The most frightening aspect of a pandemic, on a primal level, involves the emergence of new strains. If you were writing a thriller about a pandemic, this is what would happen: A mutant strain would emerge that would completely evade scientists’ plans to control it, wreaking havoc around the globe.
The Covid-19 variants we’re facing are not horror movie material yet, despite the emergence of some that cause concern. Many experts agree that the current vaccines, from the team of Pfizer and BioNTech and from Moderna, are still likely to keep people from developing Covid-19 symptoms or severe disease. There’s no reason for panic.
“I think we are building a consensus here,” Akiko Iwasaki, a Yale immunologist and epidemiologist, said in an email. “Now multiple papers show that existing vaccines are likely still protective against the variants.”
But the lesson that we should be drawing is the one that the pandemic keeps teaching, but that the world and, especially, the U.S., fails to learn. The response to the pandemic so far has been like a fractal pattern that repeats itself over and over again at a different scale. We’re disorganized, we’re not ready, we don’t heed warnings, we don’t plan ahead. And the virus runs rampant, because that is what a mindless, highly transmissible evolution-powered bit of replicating RNA does to living organisms.

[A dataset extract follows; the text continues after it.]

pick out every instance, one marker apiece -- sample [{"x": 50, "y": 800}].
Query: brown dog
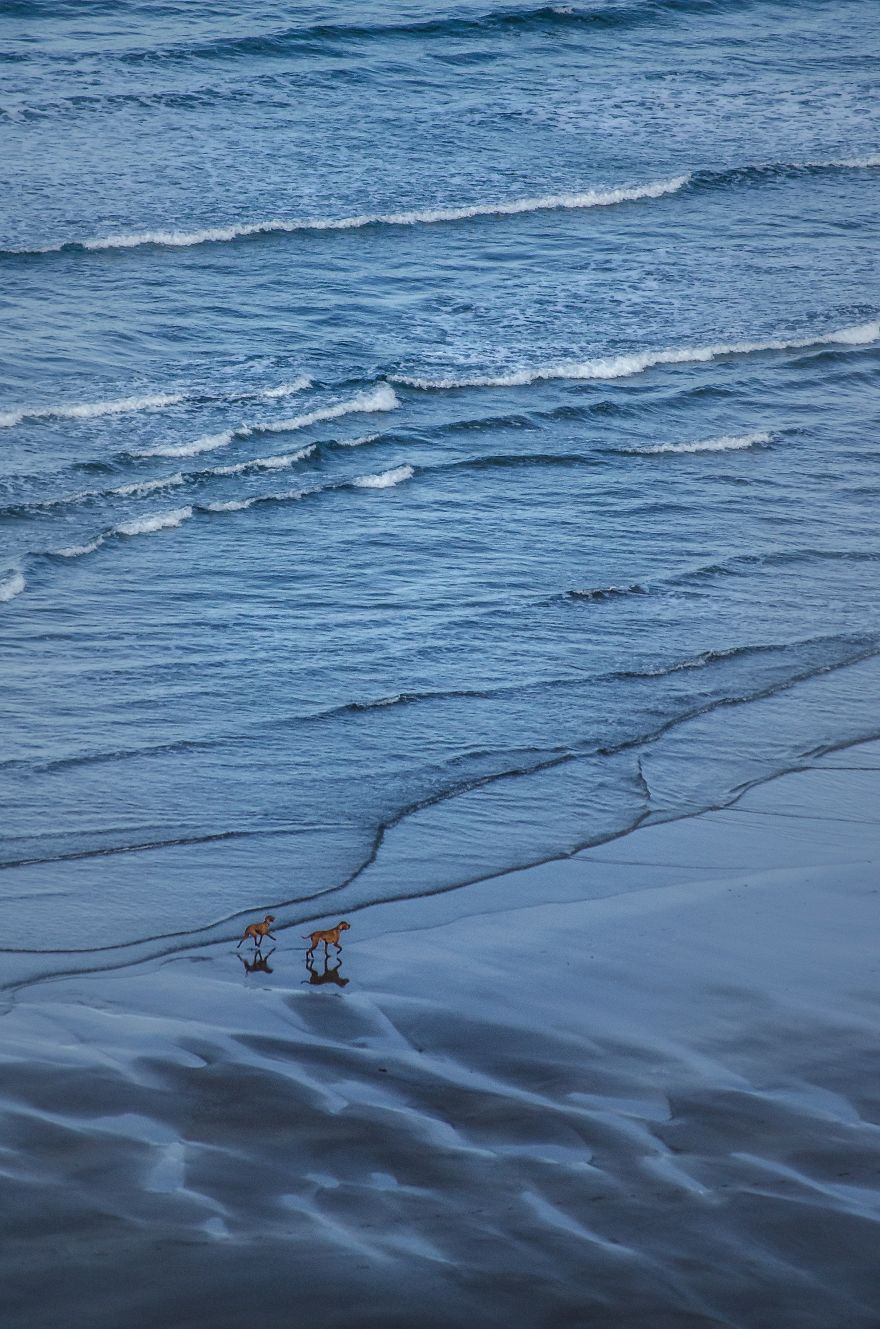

It’s entirely possible that, even with the emergence of new strains, none will be able to beat the vaccines, especially the Pfizer/BioNTech and Moderna ones. Those vaccines prevent roughly 94% of symptomatic infections, making them among the most effective inoculations. It’s a gigantic wall that this bat virus has to leap as it randomly mutates and adapts to being in people.
But that doesn’t mean we shouldn’t plan for a worst-case scenario by making improved vaccines. It should be possible to do that relatively quickly — weeks or months — and to test it in much smaller numbers of people than were needed when the vaccines were first being run through clinical trials. This has always been part of the promise of the mRNA technology that both Moderna and BioNTech use. It can use the genetic code of a virus as instructions for making a new shot. Moderna has already started doing this for the variant first identified in South Africa, the scariest of the current batch, which does seem to somewhat weaken the power of both the vaccines and some monoclonal antibody drugs in laboratory experiments.
But testing a new vaccine may be the easy part. We’ll also have to manufacture it and get it into arms. And that is the miserable experience we are going through right now globally, with not enough doses of vaccine to go around, not to mention the lack of a streamlined plan for getting those shots into the arms of people in a fast and fair way. Everywhere you turn, there are stories of frustration with the current rollout.’
“It’s a production problem,” said Paul Offit, director of the Vaccine Education Center at Children’s Hospital of Philadelphia. “Primarily, we need to produce more vaccine.”’
It’s not too late to make enough vaccine for the current rollout. Many more doses will be available in coming months, especially if new vaccines from Novavax and Johnson & Johson prove effective. But it’s also not too late to start tackling the giant logistical and manufacturing problems hobbling this rollout, not only for making more mRNA vaccines but also for needles and glass vials and syringes and freezers. Moncef Slaoui, who helped run Operation Warp Speed, proposed years ago having centralized government manufacturing to be used in case of a pandemic.
As Scott Gottlieb, the former Food and Drug Administration commissioner, recently pointed out on CNBC, investing in new manufacturing facilities now could bear fruit in six to nine months. And the important thing is that we don’t know that we won’t need them.
A truly scary variant might be an extremely unlikely event. But one reason we’re all having panic attacks is because we now have the hard knowledge that epidemiologists and gamblers live with: unlikely events happen every day.
The solution is not to panic. The solution is to prepare for whatever might be coming.